Um dos principais atacantes do Brasil nos anos 90, Donizete Pantera ficou muito amigo de Ronaldo Fenômeno quando passou a ser destaque do Botafogo e começou a ser chamado por Zagallo para a seleção brasileira.

“Eu sempre fui muito brincalhão e gostava de zoar com a galera. O Ronaldo era um cara muito legal e nós éramos muito fechados. A humildade dele é muito grande”, contou Donizete, ao ESPN.com.br.

Ex-atacantes de clubes como Vasco e Corinthians, ele percebeu que o Fenômeno iria longe na carreira.

“Ele era um jogador que corria muito, tinha uma força física incrível. Você vê o Messi e o Cristiano Ronaldo sempre trabalhando na força. Ronaldo era melhor que eles porque era muito habilidoso. Você batia e ele não caía. Era muito difícil pará-lo”, elogiou.

Donizete não esquece um amistoso que o Brasil venceu a Rússia no qual ele e Ronaldo balançaram as redes.

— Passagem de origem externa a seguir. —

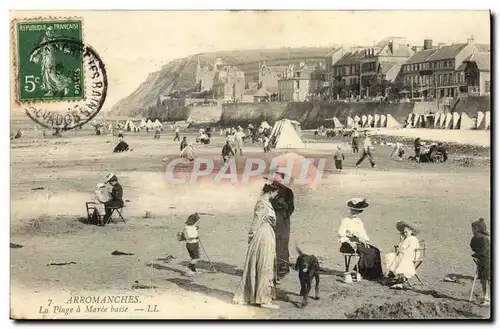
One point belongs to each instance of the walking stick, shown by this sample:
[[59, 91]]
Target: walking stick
[[211, 265], [472, 289]]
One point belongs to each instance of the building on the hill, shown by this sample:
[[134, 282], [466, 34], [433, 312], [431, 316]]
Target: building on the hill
[[435, 70], [269, 75], [381, 64], [475, 74], [299, 85], [229, 83], [346, 74]]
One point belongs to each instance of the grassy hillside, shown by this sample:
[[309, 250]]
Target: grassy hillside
[[180, 74]]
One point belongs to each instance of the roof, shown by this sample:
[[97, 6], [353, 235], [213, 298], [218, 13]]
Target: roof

“Ele tinha essas virtudes porque sabia finalizar com os dois pés. Era inteligente e sabia a hora certa de sair e chegar”, analisou.

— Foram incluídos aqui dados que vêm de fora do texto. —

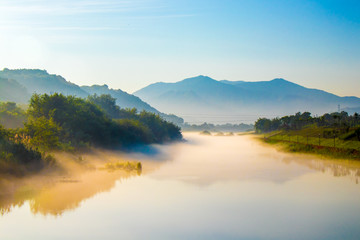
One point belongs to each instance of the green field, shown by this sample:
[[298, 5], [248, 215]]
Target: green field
[[312, 140]]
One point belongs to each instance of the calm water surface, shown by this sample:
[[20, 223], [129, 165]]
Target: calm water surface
[[207, 188]]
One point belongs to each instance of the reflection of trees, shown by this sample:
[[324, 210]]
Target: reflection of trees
[[338, 168], [58, 194]]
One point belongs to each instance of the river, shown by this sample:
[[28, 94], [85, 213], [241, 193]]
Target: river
[[209, 187]]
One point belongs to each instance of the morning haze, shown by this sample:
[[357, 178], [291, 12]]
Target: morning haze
[[164, 119]]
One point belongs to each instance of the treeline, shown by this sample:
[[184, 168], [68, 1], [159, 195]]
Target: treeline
[[67, 123], [228, 127], [336, 124]]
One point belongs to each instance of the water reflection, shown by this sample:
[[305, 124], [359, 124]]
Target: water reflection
[[201, 161], [65, 190]]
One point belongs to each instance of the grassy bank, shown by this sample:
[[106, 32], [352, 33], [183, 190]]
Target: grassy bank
[[301, 142]]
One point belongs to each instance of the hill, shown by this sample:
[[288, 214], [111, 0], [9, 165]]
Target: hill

O ex-atacante não esquece um gesto de carinho que recebeu de Ronaldo, então no Barcelona, que foi premiado em 1996 pela primeira vez como o melhor jogador do mundo pela Fifa.

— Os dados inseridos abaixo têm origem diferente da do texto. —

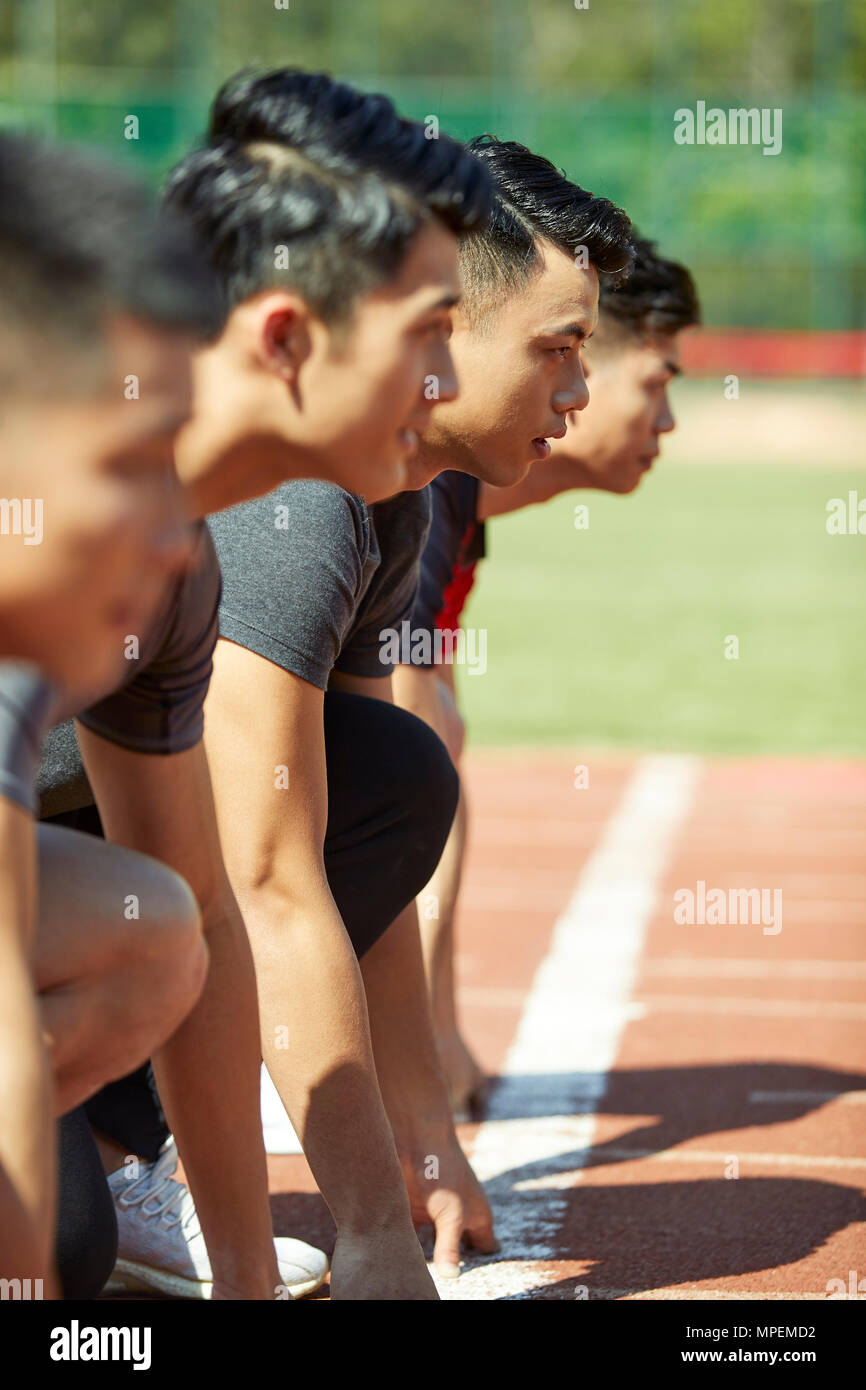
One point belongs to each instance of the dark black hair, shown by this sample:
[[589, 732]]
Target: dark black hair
[[658, 298], [310, 184], [78, 241], [535, 202]]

“Ele veio para Estoril, em Portugal, e eu estava morando em Lisboa porque defendia o Benfica. Ele me convidou para a cerimônia e ficamos em um lugar super legal”.

“Depois fomos comer com o diretor da Nike naquela noite. Ele falou para os caras fazerem um contrato comigo até o final da minha carreira. Eu fiquei por mais 10 anos sendo patrocinado”, agradeceu.

Pouco tempo depois do prêmio, Ronaldo passou a ser um astro mundial e os amigos perderam contato.

“Eu me afastei depois porque ele cresceu muito e aonde ele ia não tinha muito espaço para mim porque tinha muita gente, era muita confusão. Eu sempre fui apegado à minha família. O futebol nos levou para outros caminhos”, explicou.

Fora de 98

Donizete foi chamado várias para a seleção se destacou no título do Vasco na Libertadores de 1998. Mesmo assim, não foi à Copa do Mundo de 1998, na França.

“Fiquei chateado por não ter ido porque era o meu momento. Achei que seria convocado depois do corte do Romário, mas não aconteceu. Cada treinador tem suas escolhas. Vida que seguiu”, filosofou.

Desde que pendurou as chuteiras, Donizete tem planos de continuar no futebol.

“Eu hoje me formei como treinador e estou buscando começar nas categorias de base porque gosto de formação de jogadores. Estou esperando uma chance para começar”, explicou.

Melhores parceiros de ataque

“Eu me dei muito bem com o Túlio Maravilha no Botafogo. Foi um companheiraço e hoje considero meu melhor parceiro de ataque na carreira porque foi o cara que jogou mais tempo comigo. Conseguimos nos encaixar melhor. O Luizão foi outro que considerava com um estilo ideal para jogar comigo”.

“Tenho amizade com o Edmundo e fazemos um churrasquinho de vez em quando. Ele é um cara extrovertido e alegre pra caramba, é super legal de bater papo. Jogamos juntos no Vasco em 2000”.

“O Romário era um cara muito inteligente. Por ser um pouco mais velho, ele me dava muitos conselhos. Ele era um cara muito honesto e tive a honra de jogar ao lado dele na seleção e no Vasco. Qualquer um consegue jogar ao lado dele porque é um cara que te dá moral. Até hoje jogamos pelada juntos porque ele é meu vizinho”.